So, I have this code
所以,我有这个代码
from __future__ import division, print_function
import sympy as sp
import numpy as np
from sympy.utilities.lambdify import *
u = np.random.uniform(4, 6, 500)
w, k = sp.symbols('w k')
f = sp.log((k - w) * sp.exp((k - w)**5))
l = sum(f.subs(dict(k=k)) for k in u)
And now I want to use l
as a function of w
. So I know of some options
现在我想用l作为w的函数。所以我知道一些选择
z_lambdify = lambdify(w, l)
z_subs = lambda x: l.subs(w, x)
The first function gives an error
第一个函数给出错误
>>> z_lambdify(1)
Traceback (most recent call last):
File "<stdin>", line 1, in <module>
File "<string>", line 1, in <lambda>
OverflowError: math range error
>>> z_lambdify(4)
40.862695278600114
While the second gives answers
而第二个给出答案
>>> z_subs(1)
11469.9130597554
>>> z_subs(4)
40.8626952786003
I would just use this, but it is very slow. Any way to get around this (fixing the lamdify error or a way of using l
as a function that is not so slow)?
我会用它,但它很慢。任何解决这个问题的方法(修复lamdify错误或使用l作为一个不那么慢的函数的方法)?
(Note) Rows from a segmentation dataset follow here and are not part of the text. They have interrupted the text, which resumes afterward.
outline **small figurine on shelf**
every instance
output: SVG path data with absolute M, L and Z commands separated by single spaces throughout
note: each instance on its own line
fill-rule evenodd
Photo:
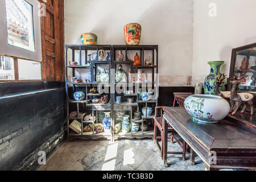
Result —
M 86 83 L 88 82 L 88 79 L 87 79 L 86 78 L 84 78 L 84 80 L 82 80 L 83 83 Z
M 76 65 L 77 65 L 77 63 L 76 61 L 69 61 L 69 65 L 76 66 Z
M 106 57 L 106 60 L 108 61 L 111 61 L 111 54 L 110 54 L 110 52 L 108 52 L 107 53 L 108 53 L 108 56 L 107 56 L 107 57 Z
M 139 56 L 138 55 L 138 52 L 136 52 L 136 55 L 134 57 L 134 61 L 133 61 L 134 66 L 140 66 L 141 65 L 141 60 L 139 59 Z
M 107 94 L 102 94 L 100 98 L 99 103 L 106 104 L 109 103 L 109 97 Z
M 248 93 L 237 93 L 237 89 L 240 82 L 246 77 L 245 76 L 245 73 L 243 73 L 242 71 L 240 72 L 241 73 L 240 78 L 236 75 L 234 75 L 233 77 L 234 80 L 230 81 L 230 83 L 232 84 L 232 88 L 230 92 L 230 113 L 232 113 L 231 114 L 232 115 L 235 115 L 240 105 L 243 104 L 243 107 L 241 113 L 243 114 L 245 113 L 245 109 L 246 109 L 246 105 L 249 105 L 251 109 L 250 114 L 251 115 L 253 115 L 254 96 Z
M 125 71 L 123 69 L 122 65 L 119 65 L 118 69 L 115 73 L 115 81 L 116 82 L 126 82 L 126 75 Z
M 90 61 L 92 61 L 92 55 L 88 55 L 88 60 L 87 61 L 88 64 L 90 64 Z
M 224 98 L 230 98 L 230 94 L 229 93 L 229 97 L 227 97 L 227 94 L 226 92 L 221 92 L 218 89 L 220 85 L 225 84 L 223 81 L 226 79 L 226 75 L 225 74 L 220 73 L 220 77 L 216 78 L 216 81 L 215 82 L 215 88 L 214 88 L 214 94 L 216 96 L 220 96 Z
M 146 66 L 152 66 L 153 65 L 153 61 L 152 61 L 151 57 L 148 56 L 147 59 L 145 60 Z
M 96 89 L 95 88 L 93 88 L 90 89 L 90 93 L 96 93 L 97 92 L 97 89 Z
M 98 51 L 98 60 L 105 61 L 106 60 L 106 52 L 104 49 L 100 49 Z
M 123 55 L 122 51 L 119 51 L 119 53 L 117 55 L 117 58 L 118 59 L 118 61 L 123 61 Z
M 79 82 L 79 79 L 77 79 L 77 78 L 75 78 L 74 79 L 74 82 L 75 82 L 75 83 L 78 83 L 78 82 Z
Version: Python 2.7.6, NumPy 1.8.1, SymPy 0.7.4.1
版本:Python 2.7.6,NumPy 1.8.1,SymPy 0.7.4.1
1 个解决方案
#1
1
Answering your question:
The problem is that:
问题是:
z_lambdify = lambdify(w, l)
tells the new function to perform the calculations using the built-in math
functions, which you can check running with cProfile.run('z_lambdify(1)')
; while doing z_subs(1)
calls sympy
functions. To get the same behavior you should tell lambdify()
to use the same module:
告诉新函数使用内置数学函数执行计算,您可以使用cProfile.run('z_lambdify(1)')检查运行;在做z_subs(1)时调用sympy函数。要获得相同的行为,您应该告诉lambdify()使用相同的模块:
z_lambdify = lambdify(w, l, "sympy")
Important suggestion:
You should simplify your function already at its definition and then useNumPy
to perform the calculations much more efficiently. Using some simple algebra your function can be rewritten in a "non-overflowing" format as:
您应该在其定义中简化您的功能,然后使用NumPy更有效地执行计算。使用一些简单的代数,您的函数可以以“非溢出”格式重写,如:
f = lambda k, w: np.log(k - w) + (k - w)**5
such that your desired answer can be achieved doing:
这样你可以实现你想要的答案:
f(k=u, w=1).sum()
when you do f(k=u, w=1)
you get an array with the same shape of u
, where each value represents the result of the function evaluated with each value of u
. You can use this function to simultaneously evaluate f()
for different values of k
and w
, i.e. passing w
as another array with the same shape of u
instead of using a constant value.
当你做f(k = u,w = 1)时,你得到一个具有相同u形状的数组,其中每个值代表用u的每个值计算的函数的结果。您可以使用此函数同时为不同的k和w值评估f(),即将w作为另一个具有相同u形状的数组而不是使用常量值。
#1
1
Answering your question:
The problem is that:
问题是:
z_lambdify = lambdify(w, l)
tells the new function to perform the calculations using the built-in math
functions, which you can check running with cProfile.run('z_lambdify(1)')
; while doing z_subs(1)
calls sympy
functions. To get the same behavior you should tell lambdify()
to use the same module:
告诉新函数使用内置数学函数执行计算,您可以使用cProfile.run('z_lambdify(1)')检查运行;在做z_subs(1)时调用sympy函数。要获得相同的行为,您应该告诉lambdify()使用相同的模块:
z_lambdify = lambdify(w, l, "sympy")
Important suggestion:
You should simplify your function already at its definition and then useNumPy
to perform the calculations much more efficiently. Using some simple algebra your function can be rewritten in a "non-overflowing" format as:
您应该在其定义中简化您的功能,然后使用NumPy更有效地执行计算。使用一些简单的代数,您的函数可以以“非溢出”格式重写,如:
f = lambda k, w: np.log(k - w) + (k - w)**5
such that your desired answer can be achieved doing:
这样你可以实现你想要的答案:
f(k=u, w=1).sum()
when you do f(k=u, w=1)
you get an array with the same shape of u
, where each value represents the result of the function evaluated with each value of u
. You can use this function to simultaneously evaluate f()
for different values of k
and w
, i.e. passing w
as another array with the same shape of u
instead of using a constant value.
当你做f(k = u,w = 1)时,你得到一个具有相同u形状的数组,其中每个值代表用u的每个值计算的函数的结果。您可以使用此函数同时为不同的k和w值评估f(),即将w作为另一个具有相同u形状的数组而不是使用常量值。